2- those seat belt bolts on the center tower are 7/16-20
 
Rauq
What are the chances you think you have the wrong seat belt bolts because there's powdercoat in the threads? I haven't looked back to verify, but @Rttoys spec above sounds right to me. Worth noting there's a specific need for these to be shoulder bolts of a specific diameter, as I recall, and I recall that because they were supposed to come from Corbeau with the harnesses and mine didn't and DFKC had to poke Corbeau to get them sent out to me.
 
newbtrying
newbtrying
What are the chances you think you have the wrong seat belt bolts because there's powdercoat in the threads? I haven't looked back to verify, but @Rttoys spec above sounds right to me. Worth noting there's a specific need for these to be shoulder bolts of a specific diameter, as I recall, and I recall that because they were supposed to come from Corbeau with the harnesses and mine didn't and DFKC had to poke Corbeau to get them sent out to me.

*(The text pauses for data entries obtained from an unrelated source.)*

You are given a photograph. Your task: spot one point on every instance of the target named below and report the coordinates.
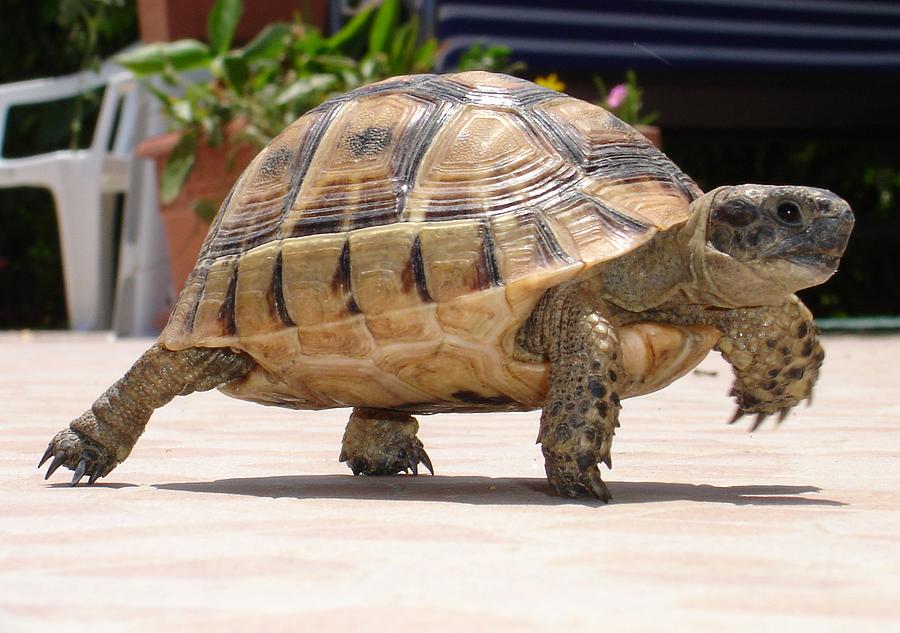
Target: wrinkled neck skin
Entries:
(679, 268)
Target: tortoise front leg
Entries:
(581, 410)
(776, 356)
(104, 435)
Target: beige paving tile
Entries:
(236, 517)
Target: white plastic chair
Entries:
(84, 183)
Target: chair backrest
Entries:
(675, 34)
(114, 130)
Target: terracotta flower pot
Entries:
(168, 20)
(215, 170)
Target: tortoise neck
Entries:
(652, 275)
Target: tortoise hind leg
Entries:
(104, 435)
(381, 442)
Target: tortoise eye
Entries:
(789, 212)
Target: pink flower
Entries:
(617, 96)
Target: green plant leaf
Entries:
(269, 43)
(177, 168)
(205, 209)
(307, 88)
(424, 58)
(146, 60)
(384, 26)
(350, 38)
(186, 54)
(235, 71)
(222, 23)
(156, 58)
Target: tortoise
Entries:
(475, 242)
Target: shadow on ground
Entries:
(493, 491)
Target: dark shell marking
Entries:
(543, 181)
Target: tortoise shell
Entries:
(385, 249)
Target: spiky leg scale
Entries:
(581, 410)
(776, 356)
(102, 437)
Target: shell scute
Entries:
(385, 249)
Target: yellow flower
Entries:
(551, 81)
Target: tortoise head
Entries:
(756, 244)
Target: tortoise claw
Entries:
(596, 485)
(81, 454)
(47, 455)
(79, 472)
(426, 461)
(95, 474)
(760, 418)
(56, 463)
(738, 414)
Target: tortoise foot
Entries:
(79, 453)
(380, 442)
(571, 479)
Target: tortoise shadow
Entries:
(479, 490)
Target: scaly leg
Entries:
(104, 435)
(380, 442)
(581, 410)
(776, 356)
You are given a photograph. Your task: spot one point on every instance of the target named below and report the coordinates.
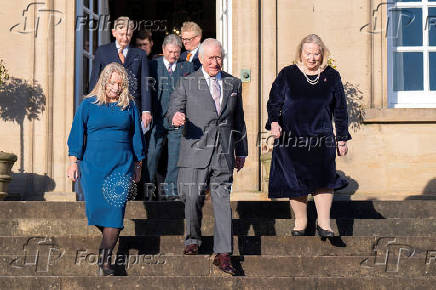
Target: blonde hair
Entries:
(313, 38)
(99, 91)
(123, 21)
(191, 26)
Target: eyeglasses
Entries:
(188, 39)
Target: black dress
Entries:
(303, 158)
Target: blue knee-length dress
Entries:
(107, 140)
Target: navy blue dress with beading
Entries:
(108, 140)
(303, 159)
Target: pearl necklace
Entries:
(312, 82)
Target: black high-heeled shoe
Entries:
(324, 233)
(298, 233)
(105, 255)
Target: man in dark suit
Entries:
(134, 61)
(191, 37)
(166, 72)
(209, 104)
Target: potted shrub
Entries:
(7, 160)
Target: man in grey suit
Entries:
(209, 105)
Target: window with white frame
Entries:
(412, 53)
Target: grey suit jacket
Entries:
(204, 128)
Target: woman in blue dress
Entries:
(303, 99)
(106, 137)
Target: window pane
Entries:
(86, 36)
(406, 26)
(431, 26)
(408, 71)
(432, 60)
(85, 74)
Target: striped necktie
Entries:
(121, 55)
(216, 93)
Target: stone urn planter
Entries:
(265, 159)
(7, 160)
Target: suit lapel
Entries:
(227, 89)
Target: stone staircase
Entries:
(382, 245)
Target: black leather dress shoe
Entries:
(298, 233)
(223, 262)
(324, 233)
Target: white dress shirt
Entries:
(125, 50)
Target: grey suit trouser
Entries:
(193, 182)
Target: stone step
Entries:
(245, 227)
(241, 209)
(196, 282)
(265, 246)
(51, 263)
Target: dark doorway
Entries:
(163, 17)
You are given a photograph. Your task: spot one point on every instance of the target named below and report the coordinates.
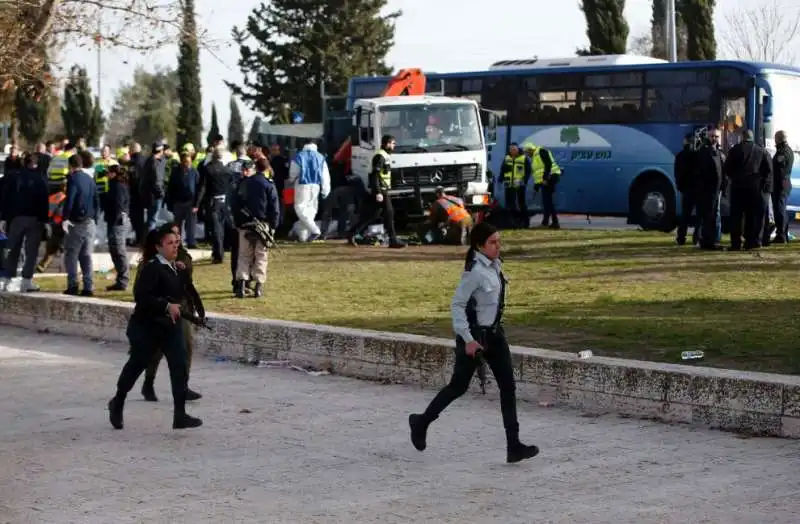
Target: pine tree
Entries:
(606, 27)
(214, 131)
(81, 114)
(31, 114)
(659, 30)
(235, 124)
(299, 44)
(254, 137)
(700, 41)
(190, 114)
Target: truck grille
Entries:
(434, 176)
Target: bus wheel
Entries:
(653, 204)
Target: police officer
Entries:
(379, 202)
(256, 200)
(477, 311)
(546, 174)
(156, 323)
(782, 164)
(516, 172)
(686, 183)
(750, 171)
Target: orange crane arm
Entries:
(407, 82)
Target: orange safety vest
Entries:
(56, 200)
(455, 211)
(288, 196)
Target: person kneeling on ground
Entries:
(257, 217)
(449, 221)
(156, 323)
(192, 303)
(477, 311)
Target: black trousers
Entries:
(688, 206)
(548, 204)
(707, 206)
(498, 356)
(372, 211)
(748, 211)
(515, 201)
(779, 199)
(145, 340)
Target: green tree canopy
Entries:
(605, 26)
(235, 124)
(79, 111)
(289, 48)
(190, 113)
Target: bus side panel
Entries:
(600, 162)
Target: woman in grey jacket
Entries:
(477, 311)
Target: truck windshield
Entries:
(432, 127)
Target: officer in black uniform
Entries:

What this means to me is that I should reach out to Adam about this via email, and I'll likely have to have some shorter shoulder bolts sent out for this tunnel connection?

I'm half tempted to just go buy a short 7/16-20 bolt, washer, and lock washer and install it that way. I don't really understand how a small amount of play between the harness attachment around the bolt would make it any less secure or safe.

Here's my solution i guess: I'll email Adam, and in the meantime likely run a regular bolt until this shoulder bolt thing from Corbeau is sorted.
 
newbtrying
Are you using the spacer plate between the engine and transmission? This will change the air gap by about 0.100 inch if it is used or not.
Yes. I eyeballed the thickness of the bellhousing spacer at about 0.125" with a tape measure. AKA I did not measure with calipers like i should have.=

A few thoughts: 1) If 0.125" thick and i remove it, I'm at 0.125" airgap which is under spec. 2) If 0.100" thick, i'm at 0.150" air gap which is within spec. This leaves me with the question: Can i remove this bellhousing spacer and reinstall the trans? Will that cause me any problems other than changing the air gap measurement? - I emailed ZZP earlier with this exact question and I'm unsure if they'll respond... but I'd like to know the answer.

*EDIT* The bellhousing spacer measures 0.119" Which would put me out of spec if i removed it. I think I'd rather run the 0.25" air gap that I currently have with the TOB spacer. As the clutch wears, this air gap will decrease anyway, from my understanding.